As enchentes de maio de 2024 no sul do Brasil, em especial no Rio Grande do Sul, ilustram de forma alarmante como desastres naturais amplificam a vulnerabilidade das comunidades afetadas. Mais de 420 mil pessoas foram deslocadas, e os impactos imediatos, como mortes e ferimentos, foram seguidos por consequências psicológicas a longo prazo. Estudos indicam que eventos como inundações podem desencadear e agravar transtornos como TEPT, ansiedade e depressão, além de intensificar o sofrimento psicológico devido ao medo constante de futuros desastres5,6. Nesse cenário, a percepção de risco, somada à ansiedade antecipatória, exacerba os impactos emocionais e compromete a capacidade das pessoas de reconstruírem suas vidas com resiliência4.
A intolerância à incerteza desempenha um papel crucial nesse contexto, pois amplifica o sofrimento ao tornar o desconhecido insuportável e ameaçador. A falta de previsibilidade alimenta a ansiedade e reduz a autoeficácia, dificultando tanto a adaptação individual quanto a coesão comunitária.

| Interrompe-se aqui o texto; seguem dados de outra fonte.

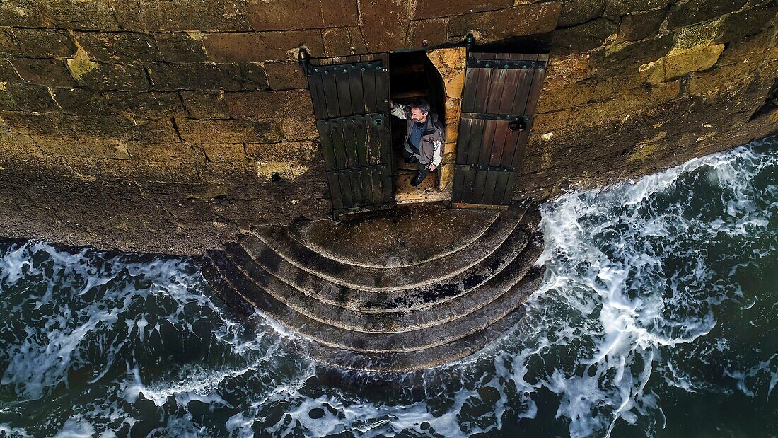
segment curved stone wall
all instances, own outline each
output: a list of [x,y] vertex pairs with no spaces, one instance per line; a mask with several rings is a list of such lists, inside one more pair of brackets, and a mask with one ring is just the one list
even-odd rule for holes
[[331,57],[472,33],[549,51],[517,198],[667,168],[778,129],[776,12],[775,0],[5,2],[0,235],[194,254],[251,223],[327,216],[300,47]]

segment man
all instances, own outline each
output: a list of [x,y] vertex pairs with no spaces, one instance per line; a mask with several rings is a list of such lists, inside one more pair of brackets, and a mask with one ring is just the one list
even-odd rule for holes
[[392,115],[408,121],[403,156],[405,164],[419,163],[419,173],[411,180],[411,185],[417,187],[440,165],[445,130],[437,114],[429,110],[429,103],[423,99],[416,99],[410,105],[391,104]]

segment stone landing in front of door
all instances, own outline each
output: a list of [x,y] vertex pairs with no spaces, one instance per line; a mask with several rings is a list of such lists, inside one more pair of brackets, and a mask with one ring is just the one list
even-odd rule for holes
[[537,208],[408,205],[351,221],[254,227],[202,272],[243,314],[303,337],[317,362],[402,372],[452,362],[513,327],[542,279]]

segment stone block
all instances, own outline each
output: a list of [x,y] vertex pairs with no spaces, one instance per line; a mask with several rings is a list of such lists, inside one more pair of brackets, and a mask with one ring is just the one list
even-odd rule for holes
[[47,11],[53,27],[118,30],[119,25],[108,0],[49,0]]
[[327,56],[348,56],[367,53],[367,46],[359,27],[335,27],[321,30]]
[[51,95],[67,114],[99,116],[108,111],[100,94],[89,88],[53,88]]
[[28,111],[54,111],[59,107],[51,98],[48,88],[32,83],[9,83],[6,85],[9,94],[16,105]]
[[99,61],[153,61],[156,42],[147,33],[135,32],[75,32],[79,44]]
[[593,126],[614,119],[622,119],[648,100],[649,93],[643,88],[628,90],[624,95],[608,100],[587,103],[573,108],[569,124]]
[[204,36],[209,59],[215,62],[256,62],[296,59],[299,47],[312,56],[324,53],[318,30],[207,33]]
[[313,117],[286,117],[281,119],[281,136],[285,140],[310,140],[318,138],[316,118]]
[[47,27],[51,26],[47,5],[37,0],[11,0],[0,3],[0,26]]
[[719,56],[724,50],[724,44],[699,46],[690,49],[673,49],[664,60],[663,80],[710,68],[719,60]]
[[187,114],[193,118],[230,118],[223,91],[181,91]]
[[11,131],[28,135],[58,135],[51,119],[44,114],[21,111],[0,111],[0,117]]
[[314,58],[324,55],[320,30],[261,32],[258,51],[265,54],[263,61],[297,60],[300,47],[305,47]]
[[673,45],[671,34],[633,44],[615,44],[592,53],[598,72],[609,75],[630,75],[640,65],[656,61],[668,54]]
[[717,43],[728,43],[759,33],[766,27],[775,25],[778,5],[770,3],[765,6],[752,8],[724,16],[721,20]]
[[32,58],[67,58],[75,54],[73,37],[57,29],[16,29],[16,39]]
[[651,85],[648,103],[653,105],[675,99],[681,94],[681,81],[675,80]]
[[16,103],[11,98],[11,95],[8,93],[6,88],[9,84],[5,84],[0,86],[0,110],[15,111],[19,109]]
[[403,48],[408,37],[409,8],[394,0],[359,0],[362,33],[371,53]]
[[343,27],[359,24],[357,0],[321,0],[324,27]]
[[314,105],[307,90],[227,93],[233,117],[278,120],[312,115]]
[[308,88],[308,78],[297,62],[265,62],[265,71],[271,89]]
[[730,65],[741,62],[759,62],[767,55],[773,31],[768,30],[727,44],[717,64]]
[[534,120],[532,121],[532,132],[542,134],[561,129],[567,126],[567,121],[569,117],[569,108],[561,111],[535,114]]
[[439,46],[446,43],[447,19],[420,19],[412,22],[411,47]]
[[668,30],[718,18],[743,7],[747,0],[708,0],[675,3],[668,14]]
[[552,55],[546,66],[543,89],[575,83],[591,77],[594,73],[591,57],[588,53],[567,56]]
[[273,144],[247,143],[246,153],[253,161],[318,161],[321,152],[317,142],[281,142]]
[[75,83],[65,61],[61,60],[15,58],[12,63],[26,81],[54,86],[69,86]]
[[616,25],[604,18],[558,29],[552,34],[551,50],[561,55],[588,51],[601,46],[615,32]]
[[454,16],[449,19],[448,36],[480,35],[479,42],[553,30],[562,12],[561,2],[521,5],[506,9]]
[[111,159],[129,159],[127,146],[117,140],[65,138],[55,136],[33,136],[36,145],[47,155],[84,156]]
[[596,82],[593,79],[584,79],[543,91],[538,102],[538,112],[549,113],[586,103],[592,99]]
[[[74,65],[76,62],[68,60],[68,65],[74,77],[76,77]],[[149,89],[149,80],[143,67],[138,64],[101,64],[97,63],[93,68],[79,71],[76,78],[79,86],[99,90],[145,91]]]
[[356,0],[248,1],[256,30],[340,27],[357,24]]
[[202,33],[198,30],[155,33],[154,39],[162,58],[168,62],[208,61]]
[[566,0],[562,2],[559,26],[575,26],[602,15],[608,0]]
[[416,7],[413,8],[413,18],[447,17],[458,14],[503,9],[513,5],[513,0],[485,0],[483,2],[419,0]]
[[22,82],[21,78],[16,73],[16,69],[13,68],[13,65],[11,65],[11,62],[5,56],[0,56],[0,82]]
[[180,141],[170,120],[134,120],[121,116],[52,114],[52,123],[63,137],[99,138],[149,142]]
[[109,91],[103,93],[103,100],[111,113],[141,118],[184,115],[184,107],[177,93]]
[[127,30],[251,30],[243,0],[114,0],[111,4]]
[[248,161],[248,157],[246,156],[246,148],[243,143],[203,145],[202,147],[209,161],[217,163]]
[[636,12],[622,17],[616,40],[637,41],[659,33],[659,26],[668,15],[668,9],[661,8],[644,12]]
[[622,16],[638,11],[650,11],[664,8],[676,0],[608,0],[603,16],[619,20]]
[[265,68],[259,64],[160,62],[147,65],[153,88],[173,89],[267,89]]
[[693,96],[723,96],[724,93],[744,88],[751,82],[752,72],[758,66],[748,62],[695,72],[688,82],[689,92]]
[[16,37],[13,34],[13,29],[11,27],[0,27],[0,53],[20,54],[23,53]]
[[202,148],[184,142],[159,143],[139,143],[131,142],[126,144],[127,150],[132,159],[138,161],[205,163],[205,156]]
[[273,143],[281,140],[279,127],[269,121],[178,120],[181,138],[194,143]]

Assim, abordar essa questão não é apenas uma necessidade clínica, mas uma estratégia fundamental de saúde pública para mitigar os impactos emocionais de desastres naturais. A percepção dos riscos atuais e futuros relacionados à crise climática pode desencadear uma variedade de respostas emocionais e cognitivas, como impotência, apatia, tristeza, luto e ansiedade. Essas reações têm sido agrupadas na literatura sob o termo "emoções climáticas", com a ecoansiedade destacando-se como uma das mais estudadas atualmente7. A ecoansiedade é definida como um estado emocional e mental associado a uma maior consciência das mudanças climáticas, caracterizado por sentimentos de tristeza, apreensão e impotência diante das ameaças futuras8-10. A maior parte das apresentações de ecoansiedade aparenta não ser uma manifestação patológica. Formas paralisantes desse estado de alerta podem representar um processo disfuncional e mal-adaptativo, mas, em geral, tal fenômeno parece refletir o papel evolutivo do estresse e da incerteza na comunidade11, desde que identificado e manejado adequadamente pela sociedade e seus agentes. Assim, estratégias de resiliência tornam-se essenciais para a construção de um futuro sustentável.

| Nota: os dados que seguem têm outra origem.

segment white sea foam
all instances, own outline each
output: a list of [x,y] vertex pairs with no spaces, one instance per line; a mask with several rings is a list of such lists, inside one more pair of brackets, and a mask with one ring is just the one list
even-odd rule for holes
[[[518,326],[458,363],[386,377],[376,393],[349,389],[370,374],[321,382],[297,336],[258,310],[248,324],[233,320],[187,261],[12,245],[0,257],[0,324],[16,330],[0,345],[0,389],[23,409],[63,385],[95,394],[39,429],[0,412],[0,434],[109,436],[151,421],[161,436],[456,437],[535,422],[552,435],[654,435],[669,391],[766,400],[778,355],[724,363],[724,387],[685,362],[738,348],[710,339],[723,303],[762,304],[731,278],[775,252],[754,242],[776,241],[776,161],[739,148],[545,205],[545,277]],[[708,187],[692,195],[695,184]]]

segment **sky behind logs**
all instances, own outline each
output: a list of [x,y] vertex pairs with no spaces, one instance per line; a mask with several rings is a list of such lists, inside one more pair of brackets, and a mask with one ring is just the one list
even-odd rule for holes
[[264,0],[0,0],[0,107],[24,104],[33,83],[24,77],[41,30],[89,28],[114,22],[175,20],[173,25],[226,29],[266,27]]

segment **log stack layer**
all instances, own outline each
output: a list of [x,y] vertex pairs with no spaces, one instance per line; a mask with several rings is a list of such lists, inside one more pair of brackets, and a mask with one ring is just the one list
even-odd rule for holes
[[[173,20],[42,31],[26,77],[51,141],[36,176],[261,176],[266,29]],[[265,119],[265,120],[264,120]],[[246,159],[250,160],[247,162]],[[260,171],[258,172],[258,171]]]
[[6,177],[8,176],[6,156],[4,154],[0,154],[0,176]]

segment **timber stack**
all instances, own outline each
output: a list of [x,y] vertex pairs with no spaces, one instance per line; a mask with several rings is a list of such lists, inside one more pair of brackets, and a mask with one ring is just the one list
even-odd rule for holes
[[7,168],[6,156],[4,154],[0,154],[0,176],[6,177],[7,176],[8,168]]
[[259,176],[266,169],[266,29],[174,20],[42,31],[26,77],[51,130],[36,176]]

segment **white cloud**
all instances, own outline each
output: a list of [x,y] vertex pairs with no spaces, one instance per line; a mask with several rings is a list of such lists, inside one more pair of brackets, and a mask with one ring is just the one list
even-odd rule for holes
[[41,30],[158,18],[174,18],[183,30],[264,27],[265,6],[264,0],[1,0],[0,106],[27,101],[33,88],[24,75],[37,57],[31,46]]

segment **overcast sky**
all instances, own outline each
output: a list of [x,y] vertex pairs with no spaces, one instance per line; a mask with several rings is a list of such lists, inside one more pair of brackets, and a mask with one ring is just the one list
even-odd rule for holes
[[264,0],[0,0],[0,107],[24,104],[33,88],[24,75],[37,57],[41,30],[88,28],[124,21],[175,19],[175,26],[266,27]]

Resiliência é definida como a capacidade do indivíduo ou comunidade de enfrentar, absorver e se adaptar a adversidades, mantendo sua funcionalidade, estrutura e identidade essencial, mesmo diante de pressões significativas12. Essa habilidade, que pode ser treinada, permite não apenas a recuperação após situações de estresse, mas também a reorganização de recursos internos e externos para lidar de forma eficaz com desafios futuros. Na esfera pessoal, a resiliência envolve a regulação emocional, a capacidade de aprendizado a partir de experiências difíceis e a busca de equilíbrio, transformando adversidades em oportunidades de crescimento.

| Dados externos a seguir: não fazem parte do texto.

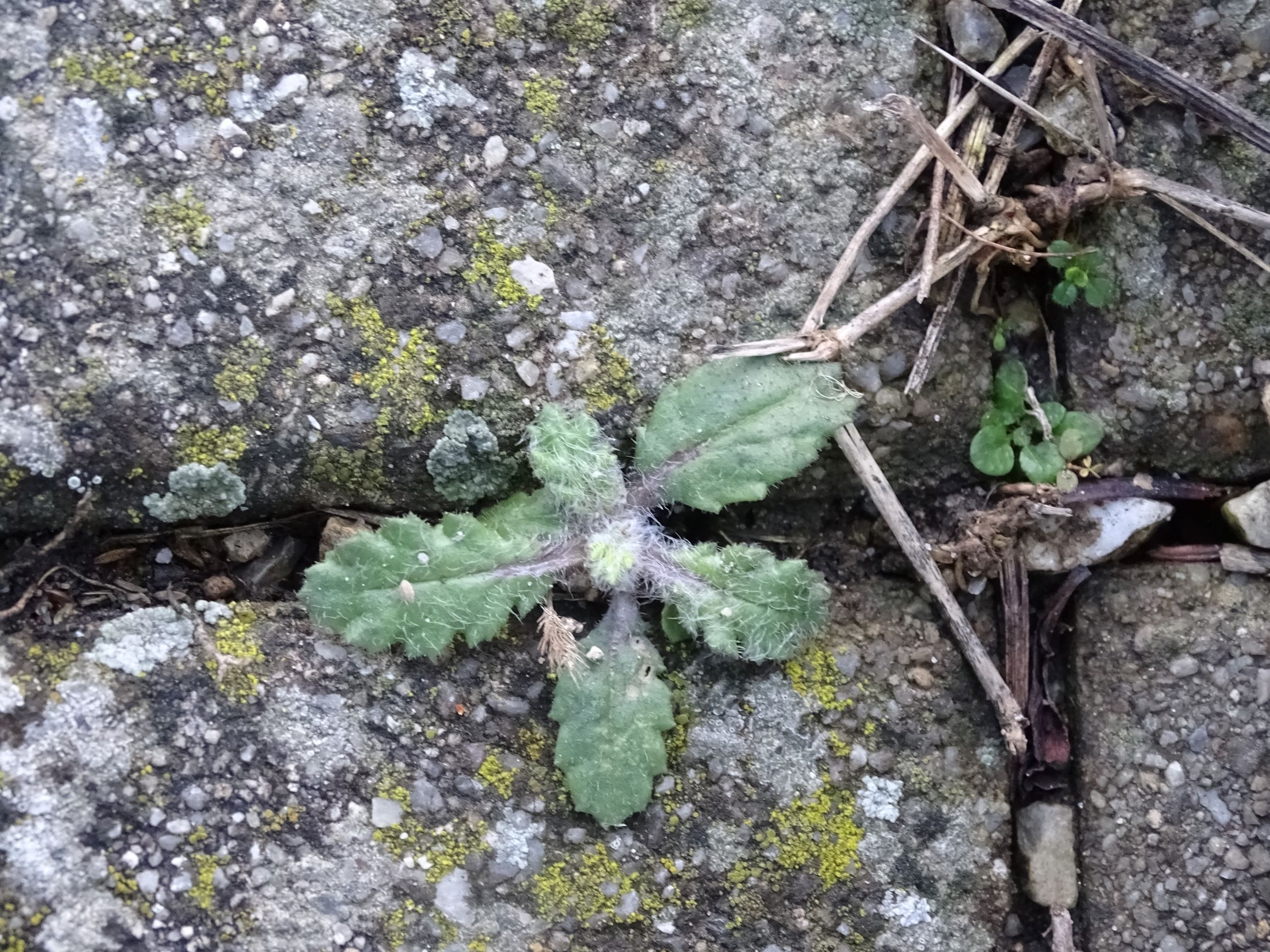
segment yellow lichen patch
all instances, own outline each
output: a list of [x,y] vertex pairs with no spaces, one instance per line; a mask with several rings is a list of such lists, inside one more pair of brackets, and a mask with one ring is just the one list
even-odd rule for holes
[[509,307],[523,301],[526,307],[533,310],[542,302],[541,296],[531,296],[512,277],[512,261],[523,256],[523,248],[504,245],[494,235],[494,227],[485,222],[476,230],[476,237],[472,240],[472,260],[467,270],[464,272],[464,281],[469,284],[476,282],[488,284],[500,307]]
[[851,707],[851,698],[838,697],[847,679],[833,655],[820,645],[809,645],[803,654],[785,663],[785,674],[799,694],[813,698],[828,711]]
[[476,768],[476,779],[486,787],[493,787],[503,800],[512,796],[512,782],[516,779],[516,770],[508,769],[499,763],[494,754],[486,754]]
[[260,641],[253,633],[255,611],[245,603],[231,602],[232,618],[221,618],[212,632],[212,644],[220,658],[208,658],[206,664],[217,687],[231,699],[245,704],[257,694],[260,678],[251,670],[264,661]]
[[384,324],[380,308],[359,297],[352,301],[330,294],[326,307],[333,317],[352,325],[362,335],[362,353],[375,363],[370,371],[353,374],[353,383],[364,387],[372,400],[381,401],[377,428],[381,433],[399,429],[418,435],[441,420],[428,397],[441,362],[428,333],[411,327],[404,336]]
[[780,850],[775,862],[781,869],[814,871],[828,889],[850,878],[857,866],[865,831],[852,819],[855,810],[850,793],[829,792],[826,786],[787,809],[773,810],[771,826],[759,830],[754,840]]
[[415,902],[413,899],[406,897],[405,902],[399,905],[396,909],[389,911],[384,916],[384,942],[389,948],[396,949],[405,944],[406,932],[410,925],[413,925],[419,916],[422,916],[424,909],[422,905]]
[[592,0],[546,0],[547,29],[575,50],[594,50],[608,38],[613,11]]
[[190,859],[194,862],[194,868],[190,871],[194,885],[189,889],[189,897],[194,900],[194,905],[210,913],[216,901],[216,887],[212,885],[212,880],[216,876],[216,868],[225,861],[207,853],[194,853]]
[[[585,369],[583,369],[585,368]],[[587,410],[603,413],[617,404],[639,400],[631,362],[617,349],[612,335],[599,324],[591,325],[591,354],[579,362],[579,383]]]
[[0,499],[13,493],[18,484],[27,477],[27,471],[19,466],[13,466],[9,457],[0,453]]
[[183,423],[177,430],[177,462],[232,463],[246,452],[246,430],[241,426],[196,426]]
[[203,211],[203,203],[187,189],[163,195],[146,208],[145,220],[168,232],[174,241],[184,245],[203,245],[212,216]]
[[560,112],[564,83],[555,76],[533,75],[525,80],[525,108],[550,126]]
[[551,863],[530,881],[530,886],[538,904],[538,915],[554,923],[570,915],[583,925],[588,925],[593,916],[617,918],[617,902],[632,890],[639,894],[640,908],[620,922],[644,922],[649,913],[663,905],[654,889],[641,889],[640,873],[624,873],[599,843],[575,859]]
[[547,746],[547,735],[538,726],[537,721],[530,721],[516,732],[516,740],[521,745],[521,753],[535,763],[542,759],[542,751]]
[[66,679],[66,669],[79,658],[79,642],[72,641],[65,647],[32,645],[27,649],[27,659],[36,670],[36,677],[46,687],[52,687]]
[[271,363],[269,349],[255,338],[246,338],[230,348],[221,372],[212,378],[212,386],[224,400],[254,402],[260,396],[260,381],[269,372]]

Aceitar os riscos e incertezas associados às mudanças climáticas é um passo fundamental para mitigar os impactos negativos sobre a saúde mental. Estratégias como a prática de mindfulness, exercícios físicos regulares, engajamento social e busca por apoio comunitário podem fortalecer a resiliência e promover um senso de controle em meio ao caos. Educar-se sobre os desafios ambientais e participar de ações coletivas também ajudam a canalizar a ecoansiedade para mudanças positivas, transformando a preocupação em impulso para soluções práticas. O uso de técnicas cognitivas e comportamentais9, como gerenciamento do estresse e exercícios de relaxamento, contribui para desenvolver uma mentalidade de aceitação dos riscos e adversidades, reduzindo o impacto do sofrimento causado pela incerteza.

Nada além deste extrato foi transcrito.